Monday Grant Fritchey (b/t) put up a great post EXTENDED EVENTS, THE SYSTEM_HEALTH SESSION, AND WAITS that talks about how the system health extended event session pulls, among other things, queries that have to wait for more than 30 seconds for a resource. He shows us how to pull the XML information out of the system health session but decided to leave the XML parsing to someone else. As it happens I’ve had a couple of requests for this type of information so, well, here’s my attempt.

SELECT 
	xed.event_data.value('(@timestamp)[1]', 'datetime2') AS [timestamp],
	xed.event_data.value('(data[@name="wait_type"]/text)[1]', 'varchar(25)') AS wait_type, 
	xed.event_data.value('(data[@name="duration"]/value)[1]', 'int')/1000/60.0 AS wait_time_in_min, 
	xed.event_data.value('(action[@name="sql_text"]/value)[1]', 'varchar(max)') AS sql_text, 
	xed.event_data.value('(action[@name="session_id"]/value)[1]', 'varchar(25)') AS session_id, 
	xData.Event_Data,
	fx.object_name
FROM sys.fn_xe_file_target_read_file ('system_health*.xel','system_health*.xem',null,null) fx
CROSS APPLY (SELECT CAST(fx.event_data AS XML) AS Event_Data) AS xData
CROSS APPLY xData.Event_Data.nodes('//event') AS xed (event_data)
WHERE fx.object_name = 'wait_info';

This is some amazing information, made better by the fact that it’s automatically collected.
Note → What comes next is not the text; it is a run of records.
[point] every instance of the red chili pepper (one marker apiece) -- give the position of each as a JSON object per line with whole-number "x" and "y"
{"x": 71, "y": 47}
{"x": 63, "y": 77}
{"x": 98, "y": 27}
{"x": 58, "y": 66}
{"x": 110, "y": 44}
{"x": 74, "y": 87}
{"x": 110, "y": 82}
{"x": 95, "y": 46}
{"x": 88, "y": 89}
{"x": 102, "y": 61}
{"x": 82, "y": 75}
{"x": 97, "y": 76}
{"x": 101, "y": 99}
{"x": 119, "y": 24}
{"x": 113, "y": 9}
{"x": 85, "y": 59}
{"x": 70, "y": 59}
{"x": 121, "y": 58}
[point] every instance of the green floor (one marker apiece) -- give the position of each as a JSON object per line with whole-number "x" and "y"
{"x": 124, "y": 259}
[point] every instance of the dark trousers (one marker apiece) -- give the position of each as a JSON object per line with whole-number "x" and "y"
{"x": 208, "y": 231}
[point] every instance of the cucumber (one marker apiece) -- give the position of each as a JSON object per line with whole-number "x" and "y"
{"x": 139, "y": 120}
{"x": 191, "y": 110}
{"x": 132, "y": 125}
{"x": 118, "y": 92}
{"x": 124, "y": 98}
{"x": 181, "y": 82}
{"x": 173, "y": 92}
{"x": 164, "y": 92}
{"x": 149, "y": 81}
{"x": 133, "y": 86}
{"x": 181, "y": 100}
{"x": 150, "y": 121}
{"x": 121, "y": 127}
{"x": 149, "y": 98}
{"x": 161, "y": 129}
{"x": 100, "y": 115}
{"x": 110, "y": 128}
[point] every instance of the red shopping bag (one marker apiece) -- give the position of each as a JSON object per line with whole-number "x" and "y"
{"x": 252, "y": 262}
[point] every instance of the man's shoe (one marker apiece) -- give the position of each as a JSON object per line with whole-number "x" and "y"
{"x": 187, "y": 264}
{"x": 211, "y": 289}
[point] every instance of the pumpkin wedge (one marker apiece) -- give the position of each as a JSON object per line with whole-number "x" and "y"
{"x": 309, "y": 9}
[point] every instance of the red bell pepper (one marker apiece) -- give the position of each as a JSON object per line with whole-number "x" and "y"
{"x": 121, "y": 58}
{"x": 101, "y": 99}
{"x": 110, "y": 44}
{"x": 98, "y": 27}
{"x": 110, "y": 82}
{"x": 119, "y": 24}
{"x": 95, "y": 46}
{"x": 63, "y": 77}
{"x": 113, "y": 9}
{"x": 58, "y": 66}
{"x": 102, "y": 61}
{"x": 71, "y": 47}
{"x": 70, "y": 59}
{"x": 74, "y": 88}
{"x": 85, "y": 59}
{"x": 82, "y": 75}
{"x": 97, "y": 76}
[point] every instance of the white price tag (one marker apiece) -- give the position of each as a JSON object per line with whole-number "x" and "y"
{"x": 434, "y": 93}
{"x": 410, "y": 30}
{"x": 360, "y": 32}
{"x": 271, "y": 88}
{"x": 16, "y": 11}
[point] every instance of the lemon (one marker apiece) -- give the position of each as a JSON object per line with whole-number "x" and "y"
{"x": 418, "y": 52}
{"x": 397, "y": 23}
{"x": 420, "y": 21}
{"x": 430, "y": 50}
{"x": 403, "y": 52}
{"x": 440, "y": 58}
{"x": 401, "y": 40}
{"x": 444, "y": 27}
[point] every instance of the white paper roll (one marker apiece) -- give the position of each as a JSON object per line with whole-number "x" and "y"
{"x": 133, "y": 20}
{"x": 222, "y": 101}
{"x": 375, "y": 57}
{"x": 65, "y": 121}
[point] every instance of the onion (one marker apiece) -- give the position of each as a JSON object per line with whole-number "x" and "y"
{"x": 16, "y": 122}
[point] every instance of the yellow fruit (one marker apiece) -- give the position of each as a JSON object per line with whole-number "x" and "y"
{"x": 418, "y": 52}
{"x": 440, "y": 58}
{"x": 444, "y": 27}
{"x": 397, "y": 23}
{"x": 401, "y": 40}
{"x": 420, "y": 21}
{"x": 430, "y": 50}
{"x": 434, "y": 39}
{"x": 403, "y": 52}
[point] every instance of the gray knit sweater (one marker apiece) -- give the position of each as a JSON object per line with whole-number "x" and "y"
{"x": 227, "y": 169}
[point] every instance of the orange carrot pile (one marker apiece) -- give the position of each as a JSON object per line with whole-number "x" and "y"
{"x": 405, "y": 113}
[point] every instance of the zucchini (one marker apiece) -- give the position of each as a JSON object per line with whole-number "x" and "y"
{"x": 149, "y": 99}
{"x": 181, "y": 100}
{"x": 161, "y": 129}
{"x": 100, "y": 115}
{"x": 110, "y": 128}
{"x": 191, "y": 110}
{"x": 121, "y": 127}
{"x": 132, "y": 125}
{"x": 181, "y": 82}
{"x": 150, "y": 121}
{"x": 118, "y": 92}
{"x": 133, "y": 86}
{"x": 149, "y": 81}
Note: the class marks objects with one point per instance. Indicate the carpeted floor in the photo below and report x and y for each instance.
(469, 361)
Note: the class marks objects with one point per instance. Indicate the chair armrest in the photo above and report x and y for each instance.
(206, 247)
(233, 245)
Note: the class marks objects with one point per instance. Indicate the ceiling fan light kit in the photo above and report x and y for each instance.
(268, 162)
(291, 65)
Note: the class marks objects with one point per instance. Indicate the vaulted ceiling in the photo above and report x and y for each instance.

There are however a couple of downsides.

  • The system health session only keeps so much information so on a busy system stuff can disappear pretty quickly.
  • In the case of blocking it only shows the query that was blocked and the type of lock it was trying to get. It doesn’t tell you what query was actually blocking it, which somewhat limits resolving it.

 
Personally, I’m thinking about putting a process in place to store this information over time and summarize it. I can then use this as another place to look for low hanging fruit that needs to be fixed.